In its simplest terms, swimmer’s itch is a reaction caused by a parasite entering a swimmer’s body. This unwelcome parasite doesn’t live long in the human body: our immune systems recognize the foreign invader and attack it. Just as our bodies react to mosquito bites by inflaming surrounding tissue, our bodies also react to this parasite by rushing resources to the site of entry, leaving itchy, red inflammation. Swimmer’s itch is an uncomfortable by-product of the human immune system—but it’s certainly better than a flatworm swimming around our bodies. The fact that swimmer’s itch is a human response explains why people react differently, as the reaction is determined not by the invading parasite, but by the immune system’s response of each biologically unique human.

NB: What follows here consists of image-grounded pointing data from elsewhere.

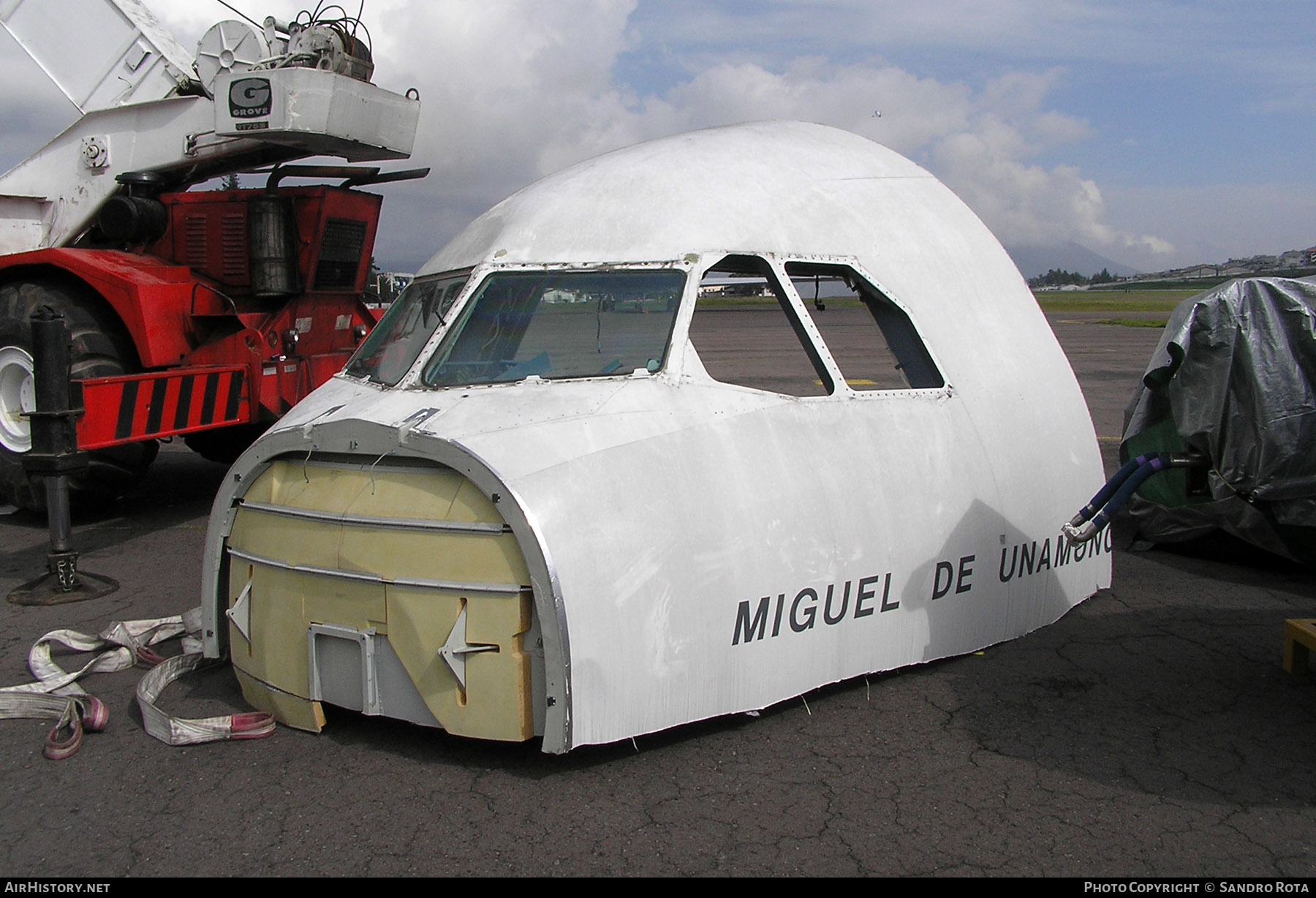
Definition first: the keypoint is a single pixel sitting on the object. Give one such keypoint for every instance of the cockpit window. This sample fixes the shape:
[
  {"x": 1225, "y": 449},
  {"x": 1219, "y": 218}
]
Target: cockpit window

The flatworms in question are called schistosomes; the schistosomes that cause swimmer’s itch are among a genus that is also responsible for more serious infectious diseases, but there is no risk of contracting these other illnesses in a Northern Michigan lake. The life cycles of schistosomes require several host species. In lay terms, here’s how their lives typically work: adult worms live inside of birds (mainly ducks) in the blood vessels surrounding the bird’s intestines. The adults lay eggs into the bird’s intestines, where the eggs hatch in the water after being deposited with the host bird’s feces. The hatched larvae—called miracidia—then swim around in search of another host, this time a snail. The larvae enter the snail, develop, multiply and leave the snail in another form—this time cercariae—which then seek out the avian host to repeat the process.  It is during this third stage, when the parasite leaves the snail in search of another bird host, that misguided cercariae run into unsuspecting swimmers and cause swimmer’s itch. Each red bump represents the entry point of one individual cercaria.

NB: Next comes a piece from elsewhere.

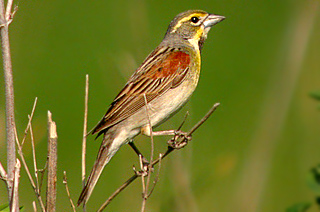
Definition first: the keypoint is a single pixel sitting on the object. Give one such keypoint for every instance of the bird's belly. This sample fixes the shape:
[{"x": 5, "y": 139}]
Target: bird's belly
[{"x": 161, "y": 108}]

How to Prevent Swimmer’s Itch

There’s no cure-all to eliminate swimmer’s itch. The negative symptoms are, ironically, a problem of our own immune system’s making, and short of abstaining from swimming altogether, there’s a risk of getting swimmer’s itch in a Northern Michigan lake.

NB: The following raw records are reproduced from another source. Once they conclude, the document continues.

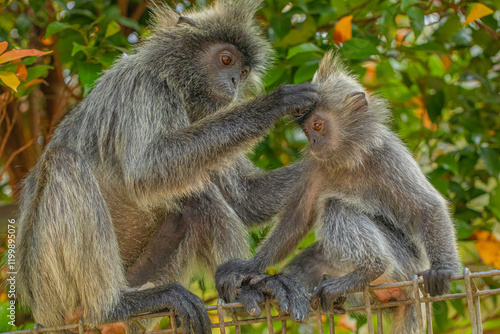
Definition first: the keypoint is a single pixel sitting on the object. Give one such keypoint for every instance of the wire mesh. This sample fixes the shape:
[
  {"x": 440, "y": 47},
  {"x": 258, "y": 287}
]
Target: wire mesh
[{"x": 371, "y": 307}]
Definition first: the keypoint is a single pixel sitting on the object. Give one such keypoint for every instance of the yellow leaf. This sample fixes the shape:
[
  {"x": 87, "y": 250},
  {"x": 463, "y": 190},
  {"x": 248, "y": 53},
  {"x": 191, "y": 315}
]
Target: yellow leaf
[
  {"x": 343, "y": 30},
  {"x": 3, "y": 47},
  {"x": 22, "y": 72},
  {"x": 10, "y": 79},
  {"x": 17, "y": 54},
  {"x": 476, "y": 11}
]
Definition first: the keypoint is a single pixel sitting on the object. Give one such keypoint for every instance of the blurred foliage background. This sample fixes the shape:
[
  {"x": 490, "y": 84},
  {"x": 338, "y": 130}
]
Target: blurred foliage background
[{"x": 437, "y": 62}]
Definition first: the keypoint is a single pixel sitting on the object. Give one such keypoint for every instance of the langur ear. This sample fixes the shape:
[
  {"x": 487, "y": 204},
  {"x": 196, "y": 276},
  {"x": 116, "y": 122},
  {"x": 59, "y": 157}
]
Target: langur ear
[
  {"x": 184, "y": 19},
  {"x": 358, "y": 100}
]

That being said, here are a few quick tips to keep it at bay:

  • Keep birds away. Even though the organism that causes swimmer’s itch comes from a snail, it’s easier to eliminate other steps in the life cycles of the schistosomes. If there aren’t host birds around your beach, then the parasites in the birds can’t migrate to the snails, and then accidentally to you. Let’s think of their life cycle like a chain of links: it’s much easier to eliminate the bird link than the snail link. And when one link fails, the whole system falls apart, and you can swim in peace. Mergansers are especially prone to becoming hosts, so keep them away at all cost.
  • Towel off after swimming. If you or your kids are swimming at a new beach, it’s best to vigorously towel off after leaving the water.  It’s a little like salt water drying on bare skin: once all the water evaporates, a film of salt is left on the dry skin. This same process applies to swimmer’s itch parasites: they might be swimming around in the beads of water left un-dried on swimmers’ skin, yet only until all that water evaporates will the parasite be able to latch on to the skin and instigate swimmer’s itch. Best to wipe away all the water—and hitchhiking parasites—after exiting the lake.
  • Try creating a waterproof barrier. The parasites are suspended in water, so if swimmers can coat themselves in a waterproof barrier, it’s less likely that the parasites will be able to access the skin, since there’s no physical point of transfer. One simple way to do this is to coat baby oil on the skin. Another way is by purchasing and applying Swimmer’s Itch Guard, which is basically an oil rub with sunscreen.
  • Watch the water. Temperature and wind direction seem to dictate where swimmer’s itch pops up. The water has to be quite warm to sustain the life cycle of swimmer’s itch parasites, and winds that drives surface water to the shore (in other words, a wind coming into the beach) concentrate the organisms near shore—right where the kids are swimming. When the water is a little cooler and the winds are out, you should be safe from swimmer’s itch. Otherwise, exercise caution.
  • Try the Big Lakes. The Great Lakes are typically too tumultuous to sustain snail populations, which means there won’t be swimmer’s itch along wavy sections of Lakes Michigan, Huron and Superior. Watch out for large bays, though: these calmer waters could potentially host swimmer’s itch.